Si nous considérons la constitution historique de la charia islamique, nous nous rendons compte toutefois que celle-ci s’inscrit dans toute une évolution historique. Le Coran, autorité suprême en matière religieuse, ne constitue pas vraiment un texte législatif. Sur les quelque 6.300 versets qui le composent, 500 environ concernent la vie sociale, et 80 sont suffisamment précis pour fonder des règles : concernant le culte (jeûne, pureté rituelle, interdits alimentaires),  les mariages et les divorces, les successions et les tutelles des orphelins, la punition du vol ou de l’adultère…Cela est restreint. Le terme précis de charia n’apparaît d’ailleurs qu’une seule fois dans le texte coranique : « Nous t’avons mis sur une voie (sharî‘a)  selon un ordre ; suis-la, et ne suis pas les passions désordonnées de ceux qui ne savent pas » (XLV 18).

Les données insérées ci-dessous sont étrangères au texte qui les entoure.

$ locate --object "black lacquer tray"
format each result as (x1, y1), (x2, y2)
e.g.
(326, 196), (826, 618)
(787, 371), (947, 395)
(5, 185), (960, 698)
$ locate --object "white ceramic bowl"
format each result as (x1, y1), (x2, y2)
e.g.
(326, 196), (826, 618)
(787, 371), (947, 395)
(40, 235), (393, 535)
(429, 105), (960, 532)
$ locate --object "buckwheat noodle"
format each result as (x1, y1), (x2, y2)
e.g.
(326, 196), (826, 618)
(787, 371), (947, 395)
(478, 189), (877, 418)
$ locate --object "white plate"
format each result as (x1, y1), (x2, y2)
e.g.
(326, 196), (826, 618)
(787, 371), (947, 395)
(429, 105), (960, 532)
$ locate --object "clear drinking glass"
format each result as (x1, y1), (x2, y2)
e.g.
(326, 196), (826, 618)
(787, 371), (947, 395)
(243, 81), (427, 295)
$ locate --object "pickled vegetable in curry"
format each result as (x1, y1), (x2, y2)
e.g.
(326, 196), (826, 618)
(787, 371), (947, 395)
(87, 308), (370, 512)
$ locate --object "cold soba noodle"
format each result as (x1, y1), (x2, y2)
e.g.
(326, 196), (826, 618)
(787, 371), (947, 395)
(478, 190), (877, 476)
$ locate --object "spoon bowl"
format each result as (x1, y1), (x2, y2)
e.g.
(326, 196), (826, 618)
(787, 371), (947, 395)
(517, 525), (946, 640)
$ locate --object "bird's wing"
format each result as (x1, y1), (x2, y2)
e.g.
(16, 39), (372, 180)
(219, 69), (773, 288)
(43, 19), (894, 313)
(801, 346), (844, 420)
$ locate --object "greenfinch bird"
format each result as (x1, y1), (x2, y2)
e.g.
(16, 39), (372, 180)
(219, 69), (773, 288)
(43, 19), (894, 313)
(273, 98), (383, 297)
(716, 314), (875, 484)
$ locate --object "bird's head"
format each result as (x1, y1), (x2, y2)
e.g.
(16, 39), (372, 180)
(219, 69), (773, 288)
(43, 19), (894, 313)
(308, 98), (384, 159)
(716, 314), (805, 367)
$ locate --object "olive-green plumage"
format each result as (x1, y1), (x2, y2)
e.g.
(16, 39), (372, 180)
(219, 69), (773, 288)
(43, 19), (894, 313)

Le prophète Muhammad fut également chef d’État, à Médine, de 622 à 632. Il édicta lui-même des règles sociales, répondit à des questions ponctuelles lorsqu’elles se posaient. Pour le reste, il se conformait aux usages courants dans l’Arabie de cette époque. Tout cela – coutume locale avalisée par le Prophète, ou prescriptions explicitement énoncées par lui – resta transmis oralement jusqu’à la fin du viie siècle. Les premiers chefs d’état de l’empire musulman (les califes) nommèrent des juges dans les différents chefs-lieux, et tout porte à croire que les premiers juristes en islam agirent de façon plutôt pragmatique, sans se référer systématiquement à des règles religieuses. Ce n’est qu’au fil des années qu’une volonté se fit jour d’ajuster le droit de l’empire sur des règles voulues par Dieu et son Prophète. Le principal instrument de cette islamisation de la Loi furent les enseignements oraux attribués à Muhammad, les hadîths ; auxquels il faut ajouter des dires de ses principaux Compagnons, voire de savants de la génération ayant immédiatement suivi. L’idée que Muhammad, lorsqu’il enseignait en matière de religion, était infaillible ; et que les membres des premières générations étaient plus sages, plus imprégnés de sagesse divine fit son chemin. Il s’agit d’un point fondamental : une bonne partie des paroles fondant les prescriptions du droit sont en effet attribuées à Muhammad, ou bien émanent de son milieu immédiat. Vers la fin du viie siècle, des recueils de dires attribués à Muhammad furent mis par écrit, diffusés, enseignés dans les principaux centres urbains de l’empire. Ils devinrent la seconde source du droit, après le Coran. Ils comprenaient en effet des chapitres importants consacrés aux questions de culte et de rapports sociaux. Vers la même époque, des savants se spécialisèrent dans les questions juridiques, s’interrogeant à la fois sur le fondement de la charia et sur les modalités précises de ses nombreuses applications. Ils cherchèrent à concilier les données scripturaires avec les pratiques sociales concrètes de la société musulmane de l’époque. Le droit musulman est le résultat de cette interaction. Parmi les plus célèbres, mentionnons :

  • Mâlik ibn Anas (m. 795), juge à Médine, dont les disciples élaboreront l’école de droit dite « malékite », dominante dans tout l’Occident musulman (Maghreb, Andalousie musulmane, Afrique soudanaise).
  • Abû Hanîfa, juriste - mais non juge (m. 767) - vivant en Mésopotamie. L’école élaborée par ses disciples, qui accorde une assez grande place au raisonnement par inférence, s’est répandue en Asie dans tous les territoires dominés par les Turcs : Asie Mineure et Centrale, Indes. Environ la moitié des musulmans sunnites relèvent de ce droit dit « hanéfite ».
  • Shâfi‘î, qui mourut en Egypte en 820, écrivit une somme de droit qui joua un rôle important dans la théorisation du droit. Il explicita l’idée centrale selon laquelle l’enseignement de Muhammad vient compléter le Coran. Les paroles de Muhammad sont inspirées par Dieu, elles sont porteuses de vérité divine. L’école chaféite est actuellement répandue en Egypte, Afrique orientale, Insulinde.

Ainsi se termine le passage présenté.